Karena menurunkan cinacalcet kadar kalsium serum, hal itu mungkin juga
mengurangi Ca × P. Seperti semua vitamin Agen D, dosis cinacalcet harus
dikurangi atau dihentikan jika konsentrasi iPTH turun di bawah kisaran target
untuk mencegah adinamik disease.30-32 tulang Cinacalcet menawarkan
pengobatan baru Strategi ketika digunakan sendiri, dengan fosfat pengikat, atau
dalam kombinasi dengan pengikat fosfat dan vitamin Terapi D. Angka 2 dan 3
menggambarkan orang mungkin algoritma untuk penggunaan farmakoterapi.
Kesimpulan
SHPT adalah kompleks dan menantang Kondisi. Parameter metabolik
seperti kalsium, fosfat, Ca × P, iPTH, dan vitamin D harus dipertahankan dalam
target berkisar untuk mencegah tulang Penyakit dan kalsifikasi ekstraskeletal,
menurunkan resiko penyakit jantung, dan mempertahankan homeostasis tubuh
lainnya sistem. Selain itu, semua ini parameter harus dikontrol secara bersamaan
untuk menjadi sukses. Mungkin tantangan yang paling sulit dalam pengobatan
SHPT adalah bahwa penerimaan pasien dan kepatuhan. Rejimen obat yang rumit
yang melibatkan mengambil obat beberapa kali setiap hari, beban pil yang tinggi,
kondisi komorbiditas, keuangan kendala, masalah psikososial, dan pembatasan
diet merupakan faktor-faktor yang meningkatkan tingkat ketidakpatuhan dan
menggagalkan keberhasilan pengobatan.
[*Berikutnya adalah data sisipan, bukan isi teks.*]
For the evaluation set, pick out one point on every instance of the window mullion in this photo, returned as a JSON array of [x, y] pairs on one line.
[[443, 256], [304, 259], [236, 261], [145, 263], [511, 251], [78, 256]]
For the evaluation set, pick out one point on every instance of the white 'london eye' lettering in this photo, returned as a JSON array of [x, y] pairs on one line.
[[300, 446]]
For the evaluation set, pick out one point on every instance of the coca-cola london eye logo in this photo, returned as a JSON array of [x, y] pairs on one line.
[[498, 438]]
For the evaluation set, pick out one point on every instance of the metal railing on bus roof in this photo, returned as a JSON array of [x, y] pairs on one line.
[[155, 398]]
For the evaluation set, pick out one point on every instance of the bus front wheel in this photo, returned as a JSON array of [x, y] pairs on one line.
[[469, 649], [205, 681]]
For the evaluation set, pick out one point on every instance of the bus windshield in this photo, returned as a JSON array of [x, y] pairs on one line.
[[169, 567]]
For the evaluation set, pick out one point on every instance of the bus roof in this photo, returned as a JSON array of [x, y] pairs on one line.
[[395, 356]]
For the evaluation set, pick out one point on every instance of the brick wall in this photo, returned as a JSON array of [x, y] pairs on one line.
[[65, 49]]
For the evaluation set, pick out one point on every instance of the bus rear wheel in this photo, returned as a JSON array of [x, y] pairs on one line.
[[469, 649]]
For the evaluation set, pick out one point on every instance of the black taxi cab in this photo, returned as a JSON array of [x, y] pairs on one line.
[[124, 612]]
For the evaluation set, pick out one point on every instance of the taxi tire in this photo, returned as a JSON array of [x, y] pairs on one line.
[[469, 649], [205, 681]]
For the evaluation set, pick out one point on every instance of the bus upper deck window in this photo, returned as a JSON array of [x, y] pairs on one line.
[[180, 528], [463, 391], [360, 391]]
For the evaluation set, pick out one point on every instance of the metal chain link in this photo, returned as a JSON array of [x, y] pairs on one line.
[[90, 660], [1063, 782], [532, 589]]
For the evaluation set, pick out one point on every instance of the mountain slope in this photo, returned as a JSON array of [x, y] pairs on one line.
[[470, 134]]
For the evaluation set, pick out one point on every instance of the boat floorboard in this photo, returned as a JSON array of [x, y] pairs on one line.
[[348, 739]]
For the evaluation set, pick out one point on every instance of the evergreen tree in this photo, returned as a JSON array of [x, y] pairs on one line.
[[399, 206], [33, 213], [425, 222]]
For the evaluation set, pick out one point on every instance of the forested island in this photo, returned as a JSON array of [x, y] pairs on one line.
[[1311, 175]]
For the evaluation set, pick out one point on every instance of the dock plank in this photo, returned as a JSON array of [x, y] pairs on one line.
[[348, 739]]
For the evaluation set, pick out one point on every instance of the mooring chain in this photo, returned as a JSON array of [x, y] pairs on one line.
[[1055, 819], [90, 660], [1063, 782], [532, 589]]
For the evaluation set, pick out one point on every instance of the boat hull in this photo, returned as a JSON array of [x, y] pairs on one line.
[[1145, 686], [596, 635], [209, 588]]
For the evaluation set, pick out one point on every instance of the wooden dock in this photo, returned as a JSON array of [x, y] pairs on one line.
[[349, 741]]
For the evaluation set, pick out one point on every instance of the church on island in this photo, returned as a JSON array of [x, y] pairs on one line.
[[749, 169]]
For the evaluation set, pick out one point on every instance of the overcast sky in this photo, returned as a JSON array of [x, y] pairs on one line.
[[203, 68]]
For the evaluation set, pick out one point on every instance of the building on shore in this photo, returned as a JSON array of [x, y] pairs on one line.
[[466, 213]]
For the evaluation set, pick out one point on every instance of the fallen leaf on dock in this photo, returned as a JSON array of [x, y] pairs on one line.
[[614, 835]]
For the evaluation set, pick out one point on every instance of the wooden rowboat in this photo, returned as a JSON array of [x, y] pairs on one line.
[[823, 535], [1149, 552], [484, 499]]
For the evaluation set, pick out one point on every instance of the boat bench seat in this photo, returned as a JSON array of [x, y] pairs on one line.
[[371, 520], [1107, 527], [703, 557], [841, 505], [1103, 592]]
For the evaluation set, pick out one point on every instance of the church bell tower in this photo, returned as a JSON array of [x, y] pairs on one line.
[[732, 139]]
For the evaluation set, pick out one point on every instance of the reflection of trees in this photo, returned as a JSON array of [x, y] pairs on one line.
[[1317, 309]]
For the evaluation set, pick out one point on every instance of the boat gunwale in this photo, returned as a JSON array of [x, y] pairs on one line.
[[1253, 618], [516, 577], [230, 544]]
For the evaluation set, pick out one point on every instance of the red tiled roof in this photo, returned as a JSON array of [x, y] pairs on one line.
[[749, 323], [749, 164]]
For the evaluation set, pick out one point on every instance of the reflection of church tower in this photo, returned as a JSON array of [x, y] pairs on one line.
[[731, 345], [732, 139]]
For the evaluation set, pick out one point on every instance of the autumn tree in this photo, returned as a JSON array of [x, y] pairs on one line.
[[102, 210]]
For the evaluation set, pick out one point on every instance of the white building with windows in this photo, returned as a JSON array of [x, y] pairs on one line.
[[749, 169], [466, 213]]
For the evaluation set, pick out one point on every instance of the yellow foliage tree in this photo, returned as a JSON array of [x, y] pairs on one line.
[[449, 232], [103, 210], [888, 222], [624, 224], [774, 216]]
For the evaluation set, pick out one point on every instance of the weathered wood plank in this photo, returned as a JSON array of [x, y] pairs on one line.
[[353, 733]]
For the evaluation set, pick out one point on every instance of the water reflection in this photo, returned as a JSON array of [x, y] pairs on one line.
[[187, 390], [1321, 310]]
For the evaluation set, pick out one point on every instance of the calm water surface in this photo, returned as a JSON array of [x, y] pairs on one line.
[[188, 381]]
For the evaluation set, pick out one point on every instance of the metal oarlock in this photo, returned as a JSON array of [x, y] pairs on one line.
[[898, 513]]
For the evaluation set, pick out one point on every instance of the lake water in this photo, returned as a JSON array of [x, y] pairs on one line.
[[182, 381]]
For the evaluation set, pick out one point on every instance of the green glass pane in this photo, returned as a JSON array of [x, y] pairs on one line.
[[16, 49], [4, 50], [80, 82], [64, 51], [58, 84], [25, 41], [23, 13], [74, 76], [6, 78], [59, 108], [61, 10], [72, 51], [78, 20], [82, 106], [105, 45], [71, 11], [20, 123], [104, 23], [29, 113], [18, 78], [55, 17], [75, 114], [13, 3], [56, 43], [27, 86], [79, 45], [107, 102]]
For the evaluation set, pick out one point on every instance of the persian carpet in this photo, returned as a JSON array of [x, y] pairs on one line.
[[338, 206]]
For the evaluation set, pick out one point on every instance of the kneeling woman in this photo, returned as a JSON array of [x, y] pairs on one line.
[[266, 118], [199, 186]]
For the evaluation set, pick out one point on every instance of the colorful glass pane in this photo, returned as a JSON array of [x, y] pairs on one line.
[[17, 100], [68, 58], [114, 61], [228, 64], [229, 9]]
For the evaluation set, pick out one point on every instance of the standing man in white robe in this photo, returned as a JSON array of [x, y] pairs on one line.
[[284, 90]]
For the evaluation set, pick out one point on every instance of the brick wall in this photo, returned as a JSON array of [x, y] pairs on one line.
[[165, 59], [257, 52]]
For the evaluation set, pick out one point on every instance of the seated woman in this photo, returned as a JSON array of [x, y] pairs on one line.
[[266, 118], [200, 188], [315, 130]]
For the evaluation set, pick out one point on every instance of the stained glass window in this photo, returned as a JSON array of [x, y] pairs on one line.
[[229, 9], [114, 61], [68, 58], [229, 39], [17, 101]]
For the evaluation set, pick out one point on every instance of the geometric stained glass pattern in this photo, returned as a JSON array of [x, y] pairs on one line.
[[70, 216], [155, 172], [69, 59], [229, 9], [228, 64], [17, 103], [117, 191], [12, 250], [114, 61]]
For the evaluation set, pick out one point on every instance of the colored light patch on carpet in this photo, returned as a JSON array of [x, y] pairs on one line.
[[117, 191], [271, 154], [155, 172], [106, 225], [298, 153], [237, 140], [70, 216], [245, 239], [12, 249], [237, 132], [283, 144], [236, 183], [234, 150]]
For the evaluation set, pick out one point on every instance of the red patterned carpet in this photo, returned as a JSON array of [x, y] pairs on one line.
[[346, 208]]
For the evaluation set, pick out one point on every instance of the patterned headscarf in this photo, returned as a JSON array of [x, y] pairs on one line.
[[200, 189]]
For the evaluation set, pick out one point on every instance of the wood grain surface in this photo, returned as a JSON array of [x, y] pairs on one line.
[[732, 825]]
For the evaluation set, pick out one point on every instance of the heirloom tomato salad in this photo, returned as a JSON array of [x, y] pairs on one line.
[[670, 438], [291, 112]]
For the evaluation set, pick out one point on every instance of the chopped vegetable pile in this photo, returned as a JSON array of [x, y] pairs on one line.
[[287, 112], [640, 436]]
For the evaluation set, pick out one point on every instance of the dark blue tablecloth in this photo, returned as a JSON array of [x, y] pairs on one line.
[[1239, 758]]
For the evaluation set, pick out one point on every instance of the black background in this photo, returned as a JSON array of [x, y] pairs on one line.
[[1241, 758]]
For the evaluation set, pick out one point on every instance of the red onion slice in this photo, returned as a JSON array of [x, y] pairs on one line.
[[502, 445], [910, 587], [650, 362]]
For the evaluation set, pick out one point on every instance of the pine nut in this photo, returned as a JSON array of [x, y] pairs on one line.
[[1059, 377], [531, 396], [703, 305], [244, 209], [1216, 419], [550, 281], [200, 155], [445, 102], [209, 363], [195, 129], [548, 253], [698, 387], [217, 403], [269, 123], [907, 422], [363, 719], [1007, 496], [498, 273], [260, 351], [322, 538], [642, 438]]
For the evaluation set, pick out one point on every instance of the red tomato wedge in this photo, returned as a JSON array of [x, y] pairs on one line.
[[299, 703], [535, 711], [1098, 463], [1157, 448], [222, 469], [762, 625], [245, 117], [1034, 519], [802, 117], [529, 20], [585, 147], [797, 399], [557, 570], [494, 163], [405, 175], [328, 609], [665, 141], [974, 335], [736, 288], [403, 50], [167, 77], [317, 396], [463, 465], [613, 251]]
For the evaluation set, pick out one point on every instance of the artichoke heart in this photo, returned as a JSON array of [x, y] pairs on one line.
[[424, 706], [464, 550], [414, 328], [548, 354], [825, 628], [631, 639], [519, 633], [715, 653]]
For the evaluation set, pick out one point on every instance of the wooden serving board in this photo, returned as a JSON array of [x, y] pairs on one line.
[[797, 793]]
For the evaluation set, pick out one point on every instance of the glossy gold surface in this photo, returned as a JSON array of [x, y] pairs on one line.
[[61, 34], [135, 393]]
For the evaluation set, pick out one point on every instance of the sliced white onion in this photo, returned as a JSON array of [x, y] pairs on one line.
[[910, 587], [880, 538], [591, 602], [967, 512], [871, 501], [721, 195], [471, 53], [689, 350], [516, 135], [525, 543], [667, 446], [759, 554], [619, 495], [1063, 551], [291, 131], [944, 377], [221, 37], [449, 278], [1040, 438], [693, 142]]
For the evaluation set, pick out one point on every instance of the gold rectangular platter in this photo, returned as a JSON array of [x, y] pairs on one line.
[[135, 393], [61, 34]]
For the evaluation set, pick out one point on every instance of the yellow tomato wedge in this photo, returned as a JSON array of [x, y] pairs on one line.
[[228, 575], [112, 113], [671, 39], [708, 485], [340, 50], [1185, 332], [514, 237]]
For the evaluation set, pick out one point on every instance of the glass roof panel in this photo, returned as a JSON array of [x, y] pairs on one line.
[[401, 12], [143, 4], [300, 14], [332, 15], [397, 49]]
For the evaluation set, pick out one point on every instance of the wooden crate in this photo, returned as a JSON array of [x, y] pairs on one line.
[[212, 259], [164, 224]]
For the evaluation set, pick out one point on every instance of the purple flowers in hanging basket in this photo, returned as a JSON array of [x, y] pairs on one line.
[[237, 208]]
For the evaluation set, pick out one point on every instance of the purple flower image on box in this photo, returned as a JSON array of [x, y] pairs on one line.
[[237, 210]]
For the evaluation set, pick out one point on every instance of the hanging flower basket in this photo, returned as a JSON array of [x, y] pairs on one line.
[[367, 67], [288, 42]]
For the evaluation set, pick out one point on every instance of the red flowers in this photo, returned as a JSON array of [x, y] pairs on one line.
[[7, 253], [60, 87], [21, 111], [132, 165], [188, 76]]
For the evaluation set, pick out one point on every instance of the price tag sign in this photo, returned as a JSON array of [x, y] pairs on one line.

Mempertahankan metabolisme tulang
dan mineral tantangan bagi semua penyedia layanan kesehatan dan membutuhkan
multidisiplin pendekatan tim. Ahli gizi dapat memainkan peran penting dalam
pengelolaan SHPT dengan bekerja sama dengan pasien untuk rencana gizi desain
yang membatasi jumlah fosfor sementara memberikan asupan protein yang
optimal. Mereka juga dapat merekomendasikan protein suplemen atau alat bantu
diet lainnya untuk keseimbangan gizi yang optimal. Apoteker dan pekerja sosial
seringkali terlibat dalam proses yang rumit mendapatkan obat untuk pasien
dengan sumber daya yang terbatas atau resep manfaat obat yang memiliki batasan
di agen tertentu. Beberapa mungkin bekerja dengan perusahaan asuransi dan
dokter untuk mendapatkan otorisasi sebelumnya atau program bantuan akses
pasien melalui industri farmasi atau sumber daya masyarakat. Dokter, perawat,
apoteker, pekerja sosial, terapis fisik, dan hampir semua profesional perawatan
kesehatan lainnya dapat memainkan peran dalam mengelola SHPT. Memperkuat
kepatuhan terhadap obat, diet, dan olahraga dan menyediakan penguatan positif di
disiplin sangat penting untuk sukses pengelolaan SHPT.